本書でこれだけさまざまな視座から論じていながら、彼女たちの視点に立っての想像は、「恋愛ができなくても幸福なんだ。夢を追いかけるために自らアイドルになったんだから、オールOK」というスタンスに終始してるのは、やっぱりこの4人が男だからなのかなーと思う。別に私もフェミニストじゃないんですけど。

AKBの枠を超えて一般的に使われるようになった「推す」という言葉、その意味を、「自分とは何の利害関係もない人を応援すること」と本書では規定する。「そういう想像力がないと社会は成り立たない」「地縁が失われた社会で人と人を繋ぐ仕組みになりうる」「自分の生活だけで精いっぱいだからこそ、利害関係と離れたところで誰かを「推す」ことが気持ち良く感じられる」心の支えになる」という指摘は非常に興味深く、ヲタ習性をもつ人間として、非常に共感する。そう、昔から、基本的にリア充がヲタになる余地はないのだ。何かに餓えているから、もっともっとと求めるヲタになる。

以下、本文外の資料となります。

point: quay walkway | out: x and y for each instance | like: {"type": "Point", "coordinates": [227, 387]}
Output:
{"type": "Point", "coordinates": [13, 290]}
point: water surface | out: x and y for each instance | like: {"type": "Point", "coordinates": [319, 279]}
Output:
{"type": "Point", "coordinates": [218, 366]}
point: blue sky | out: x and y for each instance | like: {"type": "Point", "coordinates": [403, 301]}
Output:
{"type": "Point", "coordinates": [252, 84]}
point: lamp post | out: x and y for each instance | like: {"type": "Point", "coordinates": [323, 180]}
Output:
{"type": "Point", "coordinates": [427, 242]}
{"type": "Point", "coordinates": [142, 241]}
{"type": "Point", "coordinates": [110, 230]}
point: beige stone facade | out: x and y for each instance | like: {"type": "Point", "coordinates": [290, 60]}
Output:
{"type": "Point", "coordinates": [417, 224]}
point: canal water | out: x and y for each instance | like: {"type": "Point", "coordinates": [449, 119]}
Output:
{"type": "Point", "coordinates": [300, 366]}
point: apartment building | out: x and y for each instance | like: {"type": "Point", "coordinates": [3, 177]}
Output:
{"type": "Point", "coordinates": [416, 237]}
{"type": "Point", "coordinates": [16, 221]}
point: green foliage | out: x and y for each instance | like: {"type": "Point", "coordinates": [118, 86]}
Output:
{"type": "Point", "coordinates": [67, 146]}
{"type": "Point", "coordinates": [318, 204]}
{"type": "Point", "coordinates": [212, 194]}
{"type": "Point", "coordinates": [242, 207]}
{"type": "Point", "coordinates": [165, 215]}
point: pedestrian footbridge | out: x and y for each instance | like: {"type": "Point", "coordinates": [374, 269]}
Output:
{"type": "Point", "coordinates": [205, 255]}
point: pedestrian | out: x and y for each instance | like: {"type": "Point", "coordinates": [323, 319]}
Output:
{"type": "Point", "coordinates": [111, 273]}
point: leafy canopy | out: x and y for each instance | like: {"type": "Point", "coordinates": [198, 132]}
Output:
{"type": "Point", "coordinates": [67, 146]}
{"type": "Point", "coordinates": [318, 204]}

AKBの盛り上がりにはスポーツの盛り上がりと通底するものがある、というのも、おそらくそのとおりだろう。それにしても、なでしこジャパンロンドンオリンピックフィギュアスケート…それらのトップアスリートたちに比肩してしまうほどの「本気」を、「アイドル」に感じるなんて、すごいことだと思う。彼女たちを称賛する。見ている方にとっては、面白くて、幸せな時代だ。

今は、ヲタだけじゃなく、テレビや雑誌といったメジャー部分に露出している部分だけを見て単純に楽しむライトなAKBファンが大勢いて、たぶん私もそのひとりなんだけど、いつもどこかもやもやした気持ちがあったので、本書を読んだのをきっかけに、思うさま書いてみた。ちょっとすっきり。そしてこれからもAKBに注目して応援していきます。